Mereka yang Tidak Bersosmed
Hampir
separuh dari penduduk Indonesia memiliki akun sosial media, baik itu facebook,
twitter, instagram, maupun smule. Banyak dari mereka menghabiskan sebagian
besar waktunya untuk bertamasya di rimba internet, mereka cukup bangga dengan
sebutan sebagai ‘netizen’, atau warga media sosial.
Umumnya
netizen ini dikuasai oleh kaula muda, namun tak jarang kaula kanak-kanak dan
tua-tua pun ikut andil dalam keganasan bertamasya di rimba internet ini.

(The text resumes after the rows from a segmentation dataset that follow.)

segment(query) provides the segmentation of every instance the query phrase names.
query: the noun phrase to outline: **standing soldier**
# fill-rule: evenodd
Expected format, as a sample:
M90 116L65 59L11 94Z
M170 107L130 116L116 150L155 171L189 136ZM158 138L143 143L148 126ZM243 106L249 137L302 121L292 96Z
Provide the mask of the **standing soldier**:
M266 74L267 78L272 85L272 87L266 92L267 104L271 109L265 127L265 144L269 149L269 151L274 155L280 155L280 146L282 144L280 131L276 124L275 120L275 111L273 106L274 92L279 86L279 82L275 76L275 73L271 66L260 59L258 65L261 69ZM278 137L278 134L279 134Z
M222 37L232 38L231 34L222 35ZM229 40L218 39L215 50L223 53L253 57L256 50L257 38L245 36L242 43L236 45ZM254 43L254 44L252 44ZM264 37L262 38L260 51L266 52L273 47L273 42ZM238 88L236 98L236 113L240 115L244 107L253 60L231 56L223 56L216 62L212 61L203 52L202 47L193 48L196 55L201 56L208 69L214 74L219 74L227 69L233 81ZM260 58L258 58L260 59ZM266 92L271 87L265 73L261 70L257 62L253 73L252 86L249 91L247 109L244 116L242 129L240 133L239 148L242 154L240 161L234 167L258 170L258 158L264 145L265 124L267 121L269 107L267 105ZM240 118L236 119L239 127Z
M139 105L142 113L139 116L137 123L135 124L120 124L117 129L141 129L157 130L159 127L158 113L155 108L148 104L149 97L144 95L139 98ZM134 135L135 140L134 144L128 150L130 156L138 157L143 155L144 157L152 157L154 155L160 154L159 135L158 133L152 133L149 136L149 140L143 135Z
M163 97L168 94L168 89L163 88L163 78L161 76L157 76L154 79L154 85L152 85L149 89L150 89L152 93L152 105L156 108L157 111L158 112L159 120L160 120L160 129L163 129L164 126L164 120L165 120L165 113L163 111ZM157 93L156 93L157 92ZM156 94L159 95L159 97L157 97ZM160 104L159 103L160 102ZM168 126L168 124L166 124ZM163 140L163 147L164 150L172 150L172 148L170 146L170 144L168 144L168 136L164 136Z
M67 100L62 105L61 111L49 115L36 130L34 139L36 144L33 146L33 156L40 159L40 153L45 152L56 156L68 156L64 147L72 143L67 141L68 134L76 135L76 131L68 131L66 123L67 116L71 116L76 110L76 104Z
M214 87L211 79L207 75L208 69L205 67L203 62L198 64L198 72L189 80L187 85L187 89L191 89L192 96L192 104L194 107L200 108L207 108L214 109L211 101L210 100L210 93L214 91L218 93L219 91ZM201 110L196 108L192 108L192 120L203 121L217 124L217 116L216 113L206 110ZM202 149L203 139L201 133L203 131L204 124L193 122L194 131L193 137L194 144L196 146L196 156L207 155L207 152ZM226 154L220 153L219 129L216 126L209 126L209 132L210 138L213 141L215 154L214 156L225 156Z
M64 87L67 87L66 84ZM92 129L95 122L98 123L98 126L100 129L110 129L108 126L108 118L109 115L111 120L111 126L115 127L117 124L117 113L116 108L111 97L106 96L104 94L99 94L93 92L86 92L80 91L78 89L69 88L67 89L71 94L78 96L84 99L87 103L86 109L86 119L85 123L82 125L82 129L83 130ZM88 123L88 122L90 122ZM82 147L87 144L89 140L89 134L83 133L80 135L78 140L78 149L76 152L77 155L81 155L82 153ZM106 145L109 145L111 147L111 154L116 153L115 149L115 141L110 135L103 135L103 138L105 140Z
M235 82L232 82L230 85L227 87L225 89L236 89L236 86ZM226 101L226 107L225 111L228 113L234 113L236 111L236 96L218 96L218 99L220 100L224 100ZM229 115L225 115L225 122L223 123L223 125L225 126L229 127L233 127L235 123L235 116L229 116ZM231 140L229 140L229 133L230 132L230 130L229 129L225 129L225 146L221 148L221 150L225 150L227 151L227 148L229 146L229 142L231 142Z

Sehingga boleh jadi netizen tidak memiliki prasyarat batas usia, karena dunia
daring tidak mengenal istilah ‘belum baligh’.
Para
netizen ini menuangkan segala keresahan sekaligus kebahagiaannya di berbagai
medium akun-akun media sosial, mereka berwatak ‘show off’, berwatak pamer. Pamer kemesraan, pamer keberhasilan,
pamer permasalahan asmara, pamer masalah, serta pamer material dan intelektual.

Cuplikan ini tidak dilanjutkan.